Iris Berben

Schauspielerin, Deutschland

Als eine der bekanntesten und erfolgreichsten Schauspielerinnen der deutschen Film- und Fernsehbranche ist Iris Berbens Karriere so einzigartig wie außergewöhnlich. Schon als Teenagerin stand sie in Kurz- und Experimentalfilmen vor der Kamera. Seit ihrem Kinodebüt 1968 spielte sie in unzähligen Kino- und TV-Produktionen: Dramen, Komödien, Krimis, Italowestern, Fernsehserien, Comedy-Shows, Romanverfilmungen, Märchenadaptionen. Stets überzeugte sie in diesen sehr unterschiedlichen Genres und Formaten.
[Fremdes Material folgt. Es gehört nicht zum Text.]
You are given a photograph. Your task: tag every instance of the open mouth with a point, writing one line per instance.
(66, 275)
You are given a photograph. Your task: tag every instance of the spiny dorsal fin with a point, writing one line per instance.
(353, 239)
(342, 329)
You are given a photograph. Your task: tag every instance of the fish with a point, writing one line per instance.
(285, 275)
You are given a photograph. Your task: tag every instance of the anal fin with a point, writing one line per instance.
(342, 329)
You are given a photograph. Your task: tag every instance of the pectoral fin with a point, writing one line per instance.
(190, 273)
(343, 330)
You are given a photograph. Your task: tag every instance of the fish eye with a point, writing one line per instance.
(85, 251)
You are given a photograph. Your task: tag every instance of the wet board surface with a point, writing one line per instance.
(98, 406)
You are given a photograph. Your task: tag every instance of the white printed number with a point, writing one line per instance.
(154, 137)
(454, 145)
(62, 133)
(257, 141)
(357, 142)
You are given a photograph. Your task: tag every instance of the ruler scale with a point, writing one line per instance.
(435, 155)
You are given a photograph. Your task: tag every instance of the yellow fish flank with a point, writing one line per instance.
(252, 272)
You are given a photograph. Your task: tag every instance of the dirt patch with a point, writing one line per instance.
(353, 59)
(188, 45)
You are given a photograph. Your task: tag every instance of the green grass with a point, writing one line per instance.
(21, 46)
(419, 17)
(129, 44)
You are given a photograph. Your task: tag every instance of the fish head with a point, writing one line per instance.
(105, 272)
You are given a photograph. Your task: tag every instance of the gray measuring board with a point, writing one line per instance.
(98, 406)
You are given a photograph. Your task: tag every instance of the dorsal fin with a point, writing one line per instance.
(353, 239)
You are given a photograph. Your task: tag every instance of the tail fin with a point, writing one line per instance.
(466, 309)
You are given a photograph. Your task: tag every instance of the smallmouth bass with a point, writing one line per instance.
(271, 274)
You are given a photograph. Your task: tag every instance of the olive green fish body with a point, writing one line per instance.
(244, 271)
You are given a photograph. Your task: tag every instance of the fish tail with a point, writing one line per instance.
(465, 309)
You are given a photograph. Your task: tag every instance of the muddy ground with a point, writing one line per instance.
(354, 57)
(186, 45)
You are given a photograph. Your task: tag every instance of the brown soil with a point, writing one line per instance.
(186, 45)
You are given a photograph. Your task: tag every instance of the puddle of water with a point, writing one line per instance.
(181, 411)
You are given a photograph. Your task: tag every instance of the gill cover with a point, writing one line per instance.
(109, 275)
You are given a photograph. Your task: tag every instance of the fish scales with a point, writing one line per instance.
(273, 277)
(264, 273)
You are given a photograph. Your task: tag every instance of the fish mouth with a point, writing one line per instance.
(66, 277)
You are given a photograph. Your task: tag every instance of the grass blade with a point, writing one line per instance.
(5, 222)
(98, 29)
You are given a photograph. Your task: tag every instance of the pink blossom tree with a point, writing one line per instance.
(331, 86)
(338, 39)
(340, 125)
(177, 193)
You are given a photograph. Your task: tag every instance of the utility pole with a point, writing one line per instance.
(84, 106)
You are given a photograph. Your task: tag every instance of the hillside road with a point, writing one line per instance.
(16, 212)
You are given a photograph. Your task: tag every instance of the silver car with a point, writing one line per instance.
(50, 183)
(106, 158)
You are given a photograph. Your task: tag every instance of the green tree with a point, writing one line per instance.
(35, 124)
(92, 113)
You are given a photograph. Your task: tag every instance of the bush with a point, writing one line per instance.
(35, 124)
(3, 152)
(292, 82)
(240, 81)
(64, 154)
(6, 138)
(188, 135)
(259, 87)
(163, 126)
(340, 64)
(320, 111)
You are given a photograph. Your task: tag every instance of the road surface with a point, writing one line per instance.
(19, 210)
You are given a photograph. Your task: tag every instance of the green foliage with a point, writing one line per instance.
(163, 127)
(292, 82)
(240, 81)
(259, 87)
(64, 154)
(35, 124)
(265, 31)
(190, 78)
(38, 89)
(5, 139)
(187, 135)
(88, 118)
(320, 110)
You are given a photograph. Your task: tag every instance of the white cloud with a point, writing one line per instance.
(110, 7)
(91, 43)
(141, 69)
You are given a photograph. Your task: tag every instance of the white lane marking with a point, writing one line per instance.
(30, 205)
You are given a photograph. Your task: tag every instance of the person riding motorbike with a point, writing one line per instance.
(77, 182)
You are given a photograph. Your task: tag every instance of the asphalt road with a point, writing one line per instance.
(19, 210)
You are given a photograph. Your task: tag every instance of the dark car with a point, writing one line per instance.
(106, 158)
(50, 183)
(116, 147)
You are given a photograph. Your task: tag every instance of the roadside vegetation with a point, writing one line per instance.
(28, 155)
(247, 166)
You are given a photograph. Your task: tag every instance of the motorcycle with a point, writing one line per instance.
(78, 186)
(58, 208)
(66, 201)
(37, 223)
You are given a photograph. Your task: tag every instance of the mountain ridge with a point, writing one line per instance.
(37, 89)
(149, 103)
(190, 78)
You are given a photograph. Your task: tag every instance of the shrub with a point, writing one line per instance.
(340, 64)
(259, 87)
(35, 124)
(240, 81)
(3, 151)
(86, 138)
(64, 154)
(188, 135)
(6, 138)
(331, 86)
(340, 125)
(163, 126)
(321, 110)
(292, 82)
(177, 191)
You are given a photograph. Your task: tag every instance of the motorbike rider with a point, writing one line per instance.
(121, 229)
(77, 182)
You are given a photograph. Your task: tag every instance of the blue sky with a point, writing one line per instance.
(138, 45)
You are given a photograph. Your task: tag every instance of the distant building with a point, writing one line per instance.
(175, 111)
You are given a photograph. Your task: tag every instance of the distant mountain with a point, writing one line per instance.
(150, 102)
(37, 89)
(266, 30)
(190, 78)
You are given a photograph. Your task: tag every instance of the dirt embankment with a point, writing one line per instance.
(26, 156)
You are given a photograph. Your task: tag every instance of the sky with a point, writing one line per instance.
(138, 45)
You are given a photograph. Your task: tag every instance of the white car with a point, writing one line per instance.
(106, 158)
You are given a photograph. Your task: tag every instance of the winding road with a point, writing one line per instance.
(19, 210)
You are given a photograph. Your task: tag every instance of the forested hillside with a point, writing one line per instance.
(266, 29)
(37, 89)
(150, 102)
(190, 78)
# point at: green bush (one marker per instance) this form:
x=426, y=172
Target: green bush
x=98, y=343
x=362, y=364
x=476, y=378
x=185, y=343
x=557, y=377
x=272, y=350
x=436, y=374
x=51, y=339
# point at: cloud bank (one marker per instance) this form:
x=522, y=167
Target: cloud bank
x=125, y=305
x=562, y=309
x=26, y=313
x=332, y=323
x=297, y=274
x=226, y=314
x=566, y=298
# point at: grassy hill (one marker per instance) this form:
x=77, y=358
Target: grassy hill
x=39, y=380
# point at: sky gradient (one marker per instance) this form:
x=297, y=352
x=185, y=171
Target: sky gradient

Für ihre herausragende Schauspielkunst wurde sie mit zahlreichen Preisen ausgezeichnet, darunter der »Adolf-Grimme-Preis«, die »Goldene Kamera«, der »Bambi« und die »Romy.« So facettenreich ihre Rollen auch waren, verkörperte sie oft genug Figuren in Geschichten, die ein großes Publikum für gesellschaftspolitisch relevante Themen sensibilisierten. Was sich wie ein roter Faden durch Iris Berbens künstlerisches Schaffen durchzieht, ist untrennbar mit ihrem ambitionierten gesellschaftspolitischen Engagement verbunden.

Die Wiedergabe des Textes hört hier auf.